Au bruit des crosses sur le palier, le religieux tressaillit de tous ses membres, non qu'il eût moins de courage que Brotteaux qui demeurait impassible, mais le respect humain ne l'avait pas habitué à se composer un maintien. Brotteaux, aux questions du citoyen Delourmel, comprit d'où venait le coup et s'aperçut un peu tard qu'on a tort de se confier aux femmes. Invité à suivre le citoyen commissaire, il prit son Lucrèce et ses trois chemises.

"Le citoyen, dit-il, montrant le Père Longuemare, est un aide que j'ai pris pour fabriquer mes pantins. Il est domicilié ici."

Mais le religieux, n'ayant pu présenter un certificat de civisme, fut mis avec Brotteaux en état d'arrestation.
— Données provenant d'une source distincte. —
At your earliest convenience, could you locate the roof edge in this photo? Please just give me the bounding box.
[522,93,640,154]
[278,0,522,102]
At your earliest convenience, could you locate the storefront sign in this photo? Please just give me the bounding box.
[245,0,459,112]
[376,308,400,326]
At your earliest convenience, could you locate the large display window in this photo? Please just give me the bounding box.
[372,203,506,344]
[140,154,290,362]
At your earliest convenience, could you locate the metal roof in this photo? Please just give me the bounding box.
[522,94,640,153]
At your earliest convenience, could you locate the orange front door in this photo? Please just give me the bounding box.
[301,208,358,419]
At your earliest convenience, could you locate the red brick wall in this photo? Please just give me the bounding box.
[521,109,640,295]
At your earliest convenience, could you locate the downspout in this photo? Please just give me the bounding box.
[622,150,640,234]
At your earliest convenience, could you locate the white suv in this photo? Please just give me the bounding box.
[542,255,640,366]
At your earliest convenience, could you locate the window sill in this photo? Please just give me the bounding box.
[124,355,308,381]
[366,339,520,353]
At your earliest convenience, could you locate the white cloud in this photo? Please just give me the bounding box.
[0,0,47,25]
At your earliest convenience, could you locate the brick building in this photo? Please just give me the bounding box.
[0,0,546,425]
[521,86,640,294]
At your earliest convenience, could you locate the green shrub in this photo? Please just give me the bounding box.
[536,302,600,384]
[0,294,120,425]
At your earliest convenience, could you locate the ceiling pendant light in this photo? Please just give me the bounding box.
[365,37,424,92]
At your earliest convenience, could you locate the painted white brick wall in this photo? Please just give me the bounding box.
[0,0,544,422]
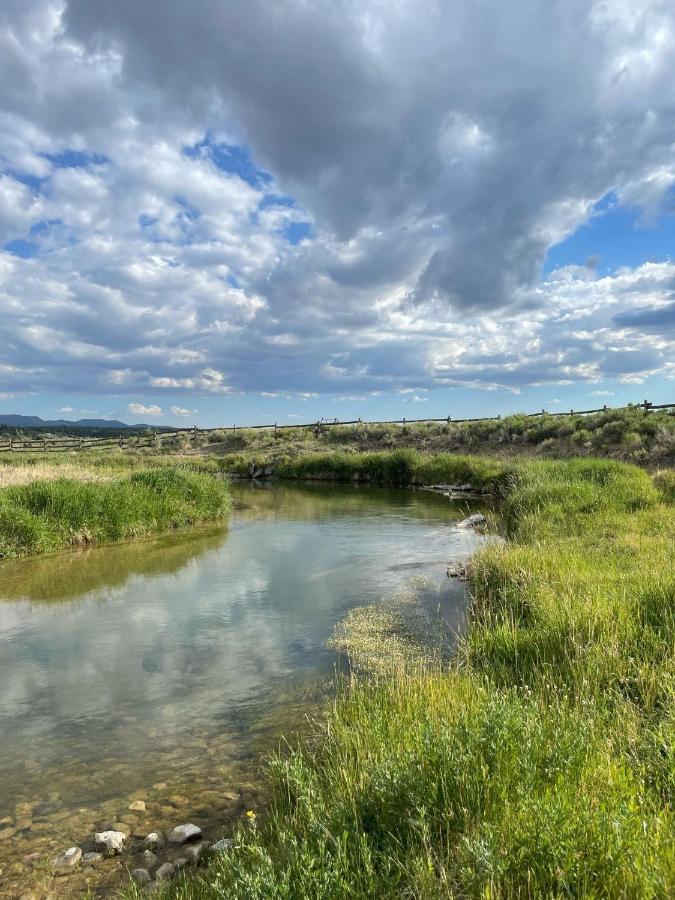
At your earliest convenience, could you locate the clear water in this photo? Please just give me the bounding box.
[0,484,488,896]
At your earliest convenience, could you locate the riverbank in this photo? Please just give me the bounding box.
[0,462,230,560]
[139,460,675,898]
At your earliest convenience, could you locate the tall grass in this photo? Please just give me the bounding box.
[276,449,513,490]
[0,466,229,559]
[148,460,675,900]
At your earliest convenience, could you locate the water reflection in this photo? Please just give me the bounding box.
[0,484,488,893]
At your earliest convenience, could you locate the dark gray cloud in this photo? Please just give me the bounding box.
[0,0,675,402]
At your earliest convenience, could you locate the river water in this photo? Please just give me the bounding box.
[0,483,481,898]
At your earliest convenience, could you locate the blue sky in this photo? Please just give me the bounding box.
[0,0,675,426]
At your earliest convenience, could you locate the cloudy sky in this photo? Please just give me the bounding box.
[0,0,675,425]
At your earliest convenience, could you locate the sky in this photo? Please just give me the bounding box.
[0,0,675,426]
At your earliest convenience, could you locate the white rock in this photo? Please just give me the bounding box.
[94,831,127,853]
[143,831,166,849]
[52,847,82,872]
[211,838,232,853]
[169,824,202,844]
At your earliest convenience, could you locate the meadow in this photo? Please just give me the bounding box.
[0,454,230,560]
[130,459,675,900]
[184,406,675,466]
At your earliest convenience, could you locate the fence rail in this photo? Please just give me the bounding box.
[0,400,675,453]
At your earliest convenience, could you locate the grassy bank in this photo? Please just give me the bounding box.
[0,465,229,559]
[148,460,675,900]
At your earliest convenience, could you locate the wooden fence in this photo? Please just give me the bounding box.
[0,400,675,453]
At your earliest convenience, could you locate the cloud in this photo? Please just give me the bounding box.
[128,403,164,416]
[0,0,675,402]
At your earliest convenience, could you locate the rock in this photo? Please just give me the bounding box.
[185,844,207,866]
[94,831,127,853]
[155,863,176,881]
[143,831,166,850]
[52,847,82,875]
[131,869,152,884]
[169,824,202,844]
[210,838,232,853]
[457,513,485,528]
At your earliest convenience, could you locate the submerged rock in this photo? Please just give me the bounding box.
[185,844,206,866]
[169,823,202,844]
[457,513,486,528]
[94,831,127,853]
[52,847,82,875]
[131,869,152,884]
[155,863,176,881]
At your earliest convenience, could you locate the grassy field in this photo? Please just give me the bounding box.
[0,455,229,559]
[181,407,675,466]
[131,460,675,900]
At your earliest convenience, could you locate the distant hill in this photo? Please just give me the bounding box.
[0,413,150,431]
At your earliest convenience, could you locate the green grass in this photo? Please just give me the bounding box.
[132,460,675,900]
[0,466,229,559]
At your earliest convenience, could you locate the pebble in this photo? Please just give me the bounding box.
[52,847,82,874]
[169,823,202,844]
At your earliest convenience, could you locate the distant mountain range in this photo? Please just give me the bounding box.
[0,413,150,430]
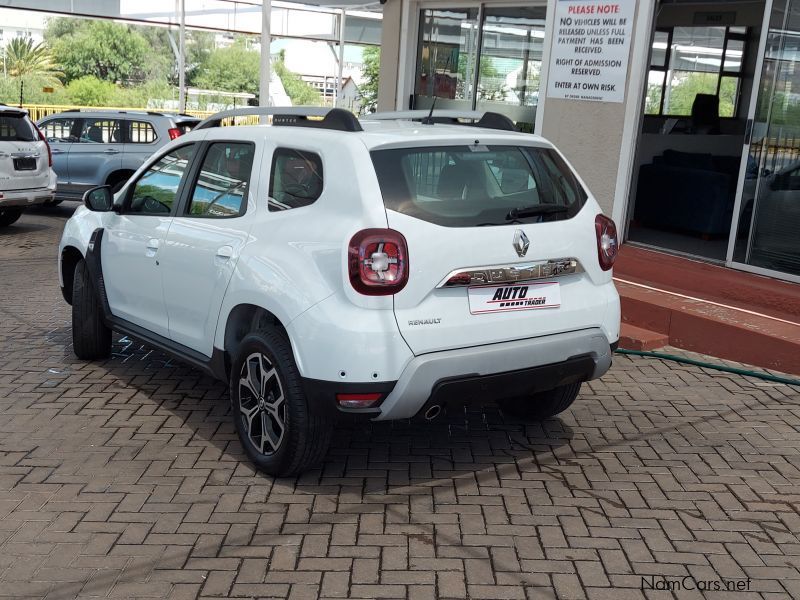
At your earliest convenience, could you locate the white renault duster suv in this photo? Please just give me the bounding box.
[0,104,56,227]
[59,108,620,476]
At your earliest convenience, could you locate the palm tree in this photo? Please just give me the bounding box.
[4,37,60,104]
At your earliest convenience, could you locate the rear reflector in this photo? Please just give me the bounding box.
[336,393,383,408]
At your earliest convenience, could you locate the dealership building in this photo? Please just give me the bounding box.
[4,0,800,373]
[379,0,800,283]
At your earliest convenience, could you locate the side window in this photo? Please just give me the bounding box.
[128,121,158,144]
[126,144,194,215]
[42,119,75,143]
[78,119,122,144]
[188,142,255,218]
[269,148,323,212]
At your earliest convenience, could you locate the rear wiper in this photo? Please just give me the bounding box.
[506,204,570,221]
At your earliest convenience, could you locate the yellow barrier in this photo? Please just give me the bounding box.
[22,104,214,121]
Quand le cortège passa devant la loge du concierge, la citoyenne Remacle, appuyée sur son balai, regarda son locataire de l'air de la vertu qui voit le crime aux mains de la loi. La petite Joséphine, dédaigneuse et belle, retint par son collier Mouton, qui voulait caresser l'ami qui lui avait donné du sucre. Une foule de curieux emplissait la place de Thionville.

 

Brotteaux, au pied de l'escalier, se rencontra avec une jeune paysanne qui se disposait à monter les degrés. Elle portait sous son bras un panier plein d'œufs et tenait à la main une galette enveloppée dans un linge. C'était Athénaïs, qui venait de Palaiseau présenter à son sauveur un témoignage de sa reconnaissance. Quand elle s'aperçut que des magistrats et quatre grenadiers emmenaient "monsieur Maurice", elle demeura stupide, demanda si c'était vrai, s'approcha du commissaire, et lui dit doucement:

"Vous ne l'emmenez pas? ce n'est pas possible… Mais vous ne le connaissez pas! Il est bon comme le bon Dieu."
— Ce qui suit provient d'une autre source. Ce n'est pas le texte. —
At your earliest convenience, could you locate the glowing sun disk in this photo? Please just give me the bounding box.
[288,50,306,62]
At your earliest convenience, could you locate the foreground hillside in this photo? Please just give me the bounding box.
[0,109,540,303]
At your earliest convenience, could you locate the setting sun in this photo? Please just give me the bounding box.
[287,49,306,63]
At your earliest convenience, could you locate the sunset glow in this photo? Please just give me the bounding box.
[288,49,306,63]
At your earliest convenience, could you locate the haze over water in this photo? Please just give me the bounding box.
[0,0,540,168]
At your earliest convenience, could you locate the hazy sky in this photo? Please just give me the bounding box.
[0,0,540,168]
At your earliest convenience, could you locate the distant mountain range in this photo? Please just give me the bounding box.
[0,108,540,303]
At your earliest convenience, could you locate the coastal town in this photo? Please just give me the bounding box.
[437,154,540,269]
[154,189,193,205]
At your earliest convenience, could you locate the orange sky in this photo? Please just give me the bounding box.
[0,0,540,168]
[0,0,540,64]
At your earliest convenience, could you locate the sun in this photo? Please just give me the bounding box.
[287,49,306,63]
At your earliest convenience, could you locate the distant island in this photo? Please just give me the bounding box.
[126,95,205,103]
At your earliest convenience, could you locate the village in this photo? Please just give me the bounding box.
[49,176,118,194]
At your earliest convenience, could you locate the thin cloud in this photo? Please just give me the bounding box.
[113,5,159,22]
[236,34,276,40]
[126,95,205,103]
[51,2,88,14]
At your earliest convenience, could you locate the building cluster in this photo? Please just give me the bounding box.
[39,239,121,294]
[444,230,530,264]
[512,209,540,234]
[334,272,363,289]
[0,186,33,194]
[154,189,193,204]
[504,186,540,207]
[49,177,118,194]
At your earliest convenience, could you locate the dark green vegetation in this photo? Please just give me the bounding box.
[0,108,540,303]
Le citoyen Delourmel la repoussa et fit signe aux grenadiers d'avancer. Alors Athénaïs vomit les plus sales injures, les invectives les plus obscènes sur les magistrats et les grenadiers, qui croyaient sentir se vider sur leurs têtes toutes les cuvettes du Palais-Royal et de la rue Fromenteau. Puis, d'une voix qui remplit la place de Thionville tout entière et fit frémir la foule des curieux, elle cria:

"Vive le roi! vive le roi!"

XVIII

La citoyenne Gamelin aimait le vieux Brotteaux, et le tenait pour l'homme tout ensemble le plus aimable et le plus considérable qu'elle eût jamais approché. Elle ne lui avait pas dit adieu quand on l'avait arrêté, parce qu'elle eût craint de braver les autorités et que dans son humble condition elle regardait la lâcheté comme un devoir. Mais elle en avait reçu un coup dont elle ne se relevait pas.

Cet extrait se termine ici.